Судьбы великих - страница 11
Хорошо знавший Есенина поэт Владислав Ходасевич писал о нем: «…Весной 1918 года Алексей Толстой вздумал справлять именины. Созвал всю Москву литературную: «Сами приходите и вообще публику приводите». Собралось человек сорок, если не больше. Пришел и Есенин. Привел бородатого брюнета в кожаной куртке. Брюнет прислушивался к беседам. Порою вставлял словцо — и неглупое. Это был Блюмкин, месяца через три убивший графа Мирбаха, германского посла. Есенин с ним, видимо, дружил. Была в числе гостей поэтесса К. Приглянулась она Есенину. Стал ухаживать. Захотел щегольнуть — и простодушно предложил поэтессе:
— А хотите поглядеть, как расстреливают? Я это вам через Блюмкина в одну минуту устрою».
Как часто бывает, поэзия здесь расходится с жизнью. Тут же вспоминаются есенинские строки: «Не расстреливал несчастных по темницам…» Нуда, сам не расстреливал. Но, получается, не прочь был посмотреть на это и повести посмотреть подружку? Не в цирк все же звал, не в театр, не в ресторан…
Тем не менее тот же Ходасевич считал Есенина человеком в высшей степени симпатичным и привлекательным: «Весной 1918 года я познакомился в Москве с Есениным. Он как-то физически был приятен. Нравилась его стройность; мягкие, но уверенные движения, лицо не красивое, но миловидное. А лучше всего была его веселость, легкая, бойкая, но не шумная и не резкая. Он был очень ритмичен. Смотрел прямо в глаза и производил впечатление человека с правдивым сердцем, наверное — отличнейшего товарища».
Такое впечатление производил Есенин не на одного Ходасевича. Масса людей, оставивших свой след в истории, почитали за честь быть знакомыми с обаятельным молодым поэтом.
Молодым ему было суждено остаться навсегда. Однако поэтический дар Есенина не позволил ему пребывать в иллюзиях по поводу того, что происходило с ним и вокруг него. Поэзия все освещает беспощадным светом. И даже, сам не желая того, поэт во всем разберется: и в политике, и в окружающей действительности, и в дружбе, и в творчестве… Проникая с помощью своего дара в суть вещей, Есенин постепенно охладевал даже к революции. Его полностью оставили революционные настроения. Как пишет Ходасевич: «Ему просто было безразлично, откуда пойдет революция, сверху или снизу. Он знал, что в последнюю минуту примкнет к тем, кто первый подожжет Россию; ждал, что из этого пламени фениксом, жар-птицею, возлетит мужицкая Русь».

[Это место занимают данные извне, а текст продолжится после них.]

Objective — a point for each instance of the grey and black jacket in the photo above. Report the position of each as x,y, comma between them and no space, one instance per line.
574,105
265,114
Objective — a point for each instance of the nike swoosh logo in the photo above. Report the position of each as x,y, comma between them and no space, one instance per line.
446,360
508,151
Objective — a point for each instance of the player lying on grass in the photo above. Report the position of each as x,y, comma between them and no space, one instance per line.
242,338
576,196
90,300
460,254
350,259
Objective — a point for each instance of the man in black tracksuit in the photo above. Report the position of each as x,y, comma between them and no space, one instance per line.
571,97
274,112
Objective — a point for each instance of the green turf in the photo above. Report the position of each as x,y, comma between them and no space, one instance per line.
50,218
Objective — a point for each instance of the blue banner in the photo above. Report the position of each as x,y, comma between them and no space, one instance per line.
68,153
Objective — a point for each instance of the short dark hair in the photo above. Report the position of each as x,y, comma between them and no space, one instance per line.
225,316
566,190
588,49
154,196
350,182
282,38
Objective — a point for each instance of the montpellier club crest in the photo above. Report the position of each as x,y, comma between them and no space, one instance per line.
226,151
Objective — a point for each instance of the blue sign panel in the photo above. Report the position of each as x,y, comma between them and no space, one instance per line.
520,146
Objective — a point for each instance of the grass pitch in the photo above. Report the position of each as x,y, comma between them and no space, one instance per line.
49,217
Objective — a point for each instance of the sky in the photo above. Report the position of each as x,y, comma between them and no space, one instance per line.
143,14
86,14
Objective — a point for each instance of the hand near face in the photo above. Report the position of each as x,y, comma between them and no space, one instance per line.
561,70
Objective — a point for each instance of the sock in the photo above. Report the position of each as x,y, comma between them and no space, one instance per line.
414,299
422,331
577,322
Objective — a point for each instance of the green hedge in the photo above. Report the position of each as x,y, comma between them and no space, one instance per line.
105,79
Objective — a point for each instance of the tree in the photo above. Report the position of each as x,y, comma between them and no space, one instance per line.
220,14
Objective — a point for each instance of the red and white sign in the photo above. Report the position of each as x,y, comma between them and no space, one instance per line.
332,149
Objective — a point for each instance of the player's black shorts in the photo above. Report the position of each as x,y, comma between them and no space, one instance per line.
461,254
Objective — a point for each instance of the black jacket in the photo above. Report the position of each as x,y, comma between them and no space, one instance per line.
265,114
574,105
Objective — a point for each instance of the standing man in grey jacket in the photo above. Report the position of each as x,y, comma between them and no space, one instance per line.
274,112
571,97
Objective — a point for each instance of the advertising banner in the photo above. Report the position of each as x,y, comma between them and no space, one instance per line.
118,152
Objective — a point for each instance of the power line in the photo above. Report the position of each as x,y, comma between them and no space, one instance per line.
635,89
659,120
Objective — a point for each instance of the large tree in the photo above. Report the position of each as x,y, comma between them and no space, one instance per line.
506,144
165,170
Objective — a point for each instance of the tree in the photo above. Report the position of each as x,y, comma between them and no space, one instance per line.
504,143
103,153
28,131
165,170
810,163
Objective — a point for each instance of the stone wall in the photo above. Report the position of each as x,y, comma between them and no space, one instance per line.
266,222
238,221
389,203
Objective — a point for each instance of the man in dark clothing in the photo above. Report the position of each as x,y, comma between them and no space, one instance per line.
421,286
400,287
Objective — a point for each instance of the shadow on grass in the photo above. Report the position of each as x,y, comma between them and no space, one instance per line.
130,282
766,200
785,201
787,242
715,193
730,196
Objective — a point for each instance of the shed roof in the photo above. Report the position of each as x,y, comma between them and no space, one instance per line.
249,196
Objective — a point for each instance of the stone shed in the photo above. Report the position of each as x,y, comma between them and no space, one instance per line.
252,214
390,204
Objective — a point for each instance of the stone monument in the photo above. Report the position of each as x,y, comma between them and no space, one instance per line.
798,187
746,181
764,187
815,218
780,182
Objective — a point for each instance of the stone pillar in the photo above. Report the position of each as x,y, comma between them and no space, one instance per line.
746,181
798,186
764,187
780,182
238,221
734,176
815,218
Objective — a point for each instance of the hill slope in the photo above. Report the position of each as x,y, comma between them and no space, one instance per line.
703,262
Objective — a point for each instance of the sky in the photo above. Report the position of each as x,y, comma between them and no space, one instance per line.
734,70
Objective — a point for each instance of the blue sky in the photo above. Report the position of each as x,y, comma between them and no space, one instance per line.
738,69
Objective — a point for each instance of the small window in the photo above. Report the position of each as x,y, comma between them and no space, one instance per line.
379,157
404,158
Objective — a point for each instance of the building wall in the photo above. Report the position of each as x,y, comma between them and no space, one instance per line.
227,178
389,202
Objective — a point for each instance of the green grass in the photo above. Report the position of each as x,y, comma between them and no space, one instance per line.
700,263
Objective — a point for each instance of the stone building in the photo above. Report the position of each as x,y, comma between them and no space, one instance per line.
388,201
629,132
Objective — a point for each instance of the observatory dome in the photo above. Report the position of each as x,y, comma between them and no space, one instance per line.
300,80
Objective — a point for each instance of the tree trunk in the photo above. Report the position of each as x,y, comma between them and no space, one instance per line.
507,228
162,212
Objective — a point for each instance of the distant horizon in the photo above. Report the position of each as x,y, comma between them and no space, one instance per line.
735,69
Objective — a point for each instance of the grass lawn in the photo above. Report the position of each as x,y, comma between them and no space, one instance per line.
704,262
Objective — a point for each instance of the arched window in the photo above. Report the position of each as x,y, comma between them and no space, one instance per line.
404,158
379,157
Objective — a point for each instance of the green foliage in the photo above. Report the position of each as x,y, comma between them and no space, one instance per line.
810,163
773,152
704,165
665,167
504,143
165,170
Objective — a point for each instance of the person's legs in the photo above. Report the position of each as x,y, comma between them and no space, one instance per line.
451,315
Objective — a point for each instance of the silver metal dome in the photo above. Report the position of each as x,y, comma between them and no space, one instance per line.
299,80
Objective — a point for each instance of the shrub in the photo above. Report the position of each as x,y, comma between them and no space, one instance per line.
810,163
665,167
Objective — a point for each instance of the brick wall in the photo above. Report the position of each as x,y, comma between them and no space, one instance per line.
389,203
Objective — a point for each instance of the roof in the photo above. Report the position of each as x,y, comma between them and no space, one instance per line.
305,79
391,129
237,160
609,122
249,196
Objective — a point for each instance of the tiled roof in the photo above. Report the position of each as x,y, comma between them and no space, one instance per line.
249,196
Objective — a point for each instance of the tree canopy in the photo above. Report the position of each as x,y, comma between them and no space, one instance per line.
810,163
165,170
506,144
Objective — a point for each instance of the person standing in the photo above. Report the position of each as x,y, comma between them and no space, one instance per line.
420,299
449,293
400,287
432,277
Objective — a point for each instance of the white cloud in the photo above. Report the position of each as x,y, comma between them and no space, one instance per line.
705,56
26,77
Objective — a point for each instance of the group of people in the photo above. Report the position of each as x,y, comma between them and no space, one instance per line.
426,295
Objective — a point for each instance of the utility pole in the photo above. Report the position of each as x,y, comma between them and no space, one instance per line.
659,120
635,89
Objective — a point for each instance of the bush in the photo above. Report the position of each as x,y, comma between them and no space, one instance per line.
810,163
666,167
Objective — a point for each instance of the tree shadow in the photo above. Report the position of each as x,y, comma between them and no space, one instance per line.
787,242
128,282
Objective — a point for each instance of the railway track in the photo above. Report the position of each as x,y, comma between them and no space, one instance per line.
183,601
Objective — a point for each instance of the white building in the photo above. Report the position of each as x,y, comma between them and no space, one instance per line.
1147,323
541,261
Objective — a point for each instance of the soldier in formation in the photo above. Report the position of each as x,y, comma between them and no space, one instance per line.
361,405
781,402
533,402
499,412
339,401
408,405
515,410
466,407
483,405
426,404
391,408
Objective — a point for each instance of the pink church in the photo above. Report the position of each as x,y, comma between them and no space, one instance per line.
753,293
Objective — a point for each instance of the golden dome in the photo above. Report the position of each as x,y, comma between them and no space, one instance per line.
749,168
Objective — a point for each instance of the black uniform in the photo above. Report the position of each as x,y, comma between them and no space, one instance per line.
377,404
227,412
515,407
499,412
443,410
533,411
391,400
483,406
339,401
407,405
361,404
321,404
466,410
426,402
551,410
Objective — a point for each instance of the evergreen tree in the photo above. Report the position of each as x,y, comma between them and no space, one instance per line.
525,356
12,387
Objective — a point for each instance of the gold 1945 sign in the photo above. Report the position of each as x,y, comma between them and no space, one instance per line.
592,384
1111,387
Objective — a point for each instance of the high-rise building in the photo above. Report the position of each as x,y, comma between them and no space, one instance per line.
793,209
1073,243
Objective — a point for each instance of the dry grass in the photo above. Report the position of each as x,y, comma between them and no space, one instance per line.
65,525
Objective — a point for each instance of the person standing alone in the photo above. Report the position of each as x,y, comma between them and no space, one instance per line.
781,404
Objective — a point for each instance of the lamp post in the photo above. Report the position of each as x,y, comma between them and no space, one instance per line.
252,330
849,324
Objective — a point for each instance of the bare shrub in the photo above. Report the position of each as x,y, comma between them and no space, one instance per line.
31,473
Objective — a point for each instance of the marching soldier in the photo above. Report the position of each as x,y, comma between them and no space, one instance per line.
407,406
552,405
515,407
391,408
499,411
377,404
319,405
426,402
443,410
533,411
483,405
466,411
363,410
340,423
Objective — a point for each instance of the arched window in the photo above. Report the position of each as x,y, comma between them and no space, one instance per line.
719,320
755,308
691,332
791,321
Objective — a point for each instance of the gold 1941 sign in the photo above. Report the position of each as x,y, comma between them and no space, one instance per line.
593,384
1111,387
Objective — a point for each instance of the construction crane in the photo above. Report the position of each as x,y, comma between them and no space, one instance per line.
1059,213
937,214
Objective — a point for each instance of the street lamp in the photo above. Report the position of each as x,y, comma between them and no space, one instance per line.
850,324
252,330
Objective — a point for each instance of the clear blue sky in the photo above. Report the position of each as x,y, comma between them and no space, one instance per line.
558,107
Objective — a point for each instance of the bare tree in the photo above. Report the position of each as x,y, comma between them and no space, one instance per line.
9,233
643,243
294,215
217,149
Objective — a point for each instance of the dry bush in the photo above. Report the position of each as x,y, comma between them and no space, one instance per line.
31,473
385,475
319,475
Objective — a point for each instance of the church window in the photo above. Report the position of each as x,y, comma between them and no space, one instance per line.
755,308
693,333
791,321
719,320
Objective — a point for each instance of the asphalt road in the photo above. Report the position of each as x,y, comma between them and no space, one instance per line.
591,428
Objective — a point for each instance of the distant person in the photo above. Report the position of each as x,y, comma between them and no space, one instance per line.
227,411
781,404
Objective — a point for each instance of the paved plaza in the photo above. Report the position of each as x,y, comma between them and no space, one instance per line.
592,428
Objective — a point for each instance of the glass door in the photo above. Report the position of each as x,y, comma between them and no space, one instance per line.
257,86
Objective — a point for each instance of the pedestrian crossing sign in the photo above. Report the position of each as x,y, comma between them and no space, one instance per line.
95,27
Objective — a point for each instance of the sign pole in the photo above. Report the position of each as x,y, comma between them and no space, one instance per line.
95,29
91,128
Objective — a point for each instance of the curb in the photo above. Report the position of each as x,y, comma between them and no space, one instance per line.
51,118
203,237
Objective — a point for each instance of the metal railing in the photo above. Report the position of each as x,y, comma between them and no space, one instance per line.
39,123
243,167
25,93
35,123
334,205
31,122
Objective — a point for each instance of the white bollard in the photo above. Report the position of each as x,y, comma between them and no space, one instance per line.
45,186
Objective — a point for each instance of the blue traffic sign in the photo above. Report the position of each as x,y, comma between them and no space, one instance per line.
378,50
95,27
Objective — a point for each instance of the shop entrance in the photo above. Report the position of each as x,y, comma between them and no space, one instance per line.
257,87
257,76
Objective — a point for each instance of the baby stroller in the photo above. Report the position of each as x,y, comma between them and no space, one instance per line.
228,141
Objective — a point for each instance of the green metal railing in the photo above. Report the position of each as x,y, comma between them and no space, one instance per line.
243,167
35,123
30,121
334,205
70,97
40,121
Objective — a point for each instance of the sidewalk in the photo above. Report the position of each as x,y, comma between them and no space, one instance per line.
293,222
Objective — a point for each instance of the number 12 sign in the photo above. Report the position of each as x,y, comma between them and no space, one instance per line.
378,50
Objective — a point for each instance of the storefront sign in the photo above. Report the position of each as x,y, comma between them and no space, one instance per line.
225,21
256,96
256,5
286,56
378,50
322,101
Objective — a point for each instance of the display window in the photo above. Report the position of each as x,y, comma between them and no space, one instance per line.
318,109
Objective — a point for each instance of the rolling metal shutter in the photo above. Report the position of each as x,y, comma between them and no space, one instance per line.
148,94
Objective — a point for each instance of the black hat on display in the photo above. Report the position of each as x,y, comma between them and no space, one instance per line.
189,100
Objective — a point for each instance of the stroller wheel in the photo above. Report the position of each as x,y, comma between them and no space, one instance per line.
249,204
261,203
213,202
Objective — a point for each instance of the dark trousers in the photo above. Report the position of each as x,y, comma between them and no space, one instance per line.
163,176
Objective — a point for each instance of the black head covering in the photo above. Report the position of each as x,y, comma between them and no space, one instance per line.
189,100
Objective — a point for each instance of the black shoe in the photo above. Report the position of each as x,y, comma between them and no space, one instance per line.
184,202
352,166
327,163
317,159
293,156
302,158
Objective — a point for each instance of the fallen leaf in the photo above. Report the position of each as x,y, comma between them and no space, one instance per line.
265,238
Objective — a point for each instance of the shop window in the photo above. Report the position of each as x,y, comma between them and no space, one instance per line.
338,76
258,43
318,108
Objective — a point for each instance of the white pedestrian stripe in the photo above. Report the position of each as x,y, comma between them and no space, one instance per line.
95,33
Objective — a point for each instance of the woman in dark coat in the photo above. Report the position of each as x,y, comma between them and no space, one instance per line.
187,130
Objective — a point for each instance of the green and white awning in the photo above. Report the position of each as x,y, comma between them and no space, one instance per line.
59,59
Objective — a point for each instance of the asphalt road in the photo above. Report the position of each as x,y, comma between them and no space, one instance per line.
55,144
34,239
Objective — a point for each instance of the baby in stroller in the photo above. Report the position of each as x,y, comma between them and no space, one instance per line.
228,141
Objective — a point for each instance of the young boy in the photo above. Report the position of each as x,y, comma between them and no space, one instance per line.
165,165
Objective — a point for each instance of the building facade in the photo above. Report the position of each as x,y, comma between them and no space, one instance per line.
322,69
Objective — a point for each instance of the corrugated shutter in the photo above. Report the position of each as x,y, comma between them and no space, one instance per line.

Видя, что «мужицкая Русь» «возлетать» никуда вовсе не собирается, Есенин, вероятно, не мог смириться с тем, что его надежды на преображение любимой родины не оправдались. Он как будто бы сам стал искать для себя смерти: пьяные выходки, которые прощались любимцу публики, сменились вещами куда более серьезными: «…Начались кабацкие выступления характера антисоветского…Так «крыть» большевиков, как это публично делал Есенин, не могло и в голову прийти никому в Советской России; всякий сказавший десятую долю того, что говорил Есенин, давно был бы расстрелян». Но его только доставляли в участок «для вытрезвления», а потом отпускали, не давая делу дальнейшего хода.
Со временем стало ясно, что путь, на который ступил поэт, ведет прямиком к потере достоинства, таланта, да и самой жизни. Григорий Чхартишвили считает, что «у С. Есенина кроме пьянства были и другие не менее серьезные причины для самоубийства — политика, психологический надлом, творческий кризис».
О похождениях Есенина повествует в своей книге «Алмазный мой венец» Валентин Катаев. Сергей Александрович выведен там под псевдонимом «королевич». Описывая драку с поэтом, Катаев рассказывает о ее предыстории: «Лицо королевича делалось все нежнее и нежнее. Его глаза стали светиться опасной, слишком яркой синевой. На шечках вспыхнул девичий румянец. Зубы стиснулись. Он томно вздохнул, потянул носом, и капризно сказал:
— Беда хочется вытереть нос, да забыл дома носовой платок.
Его голубые глаза остановились на белоснежной скатерти, и я понял, что сейчас произойдет нечто непоправимое. К сожалению, оно произошло».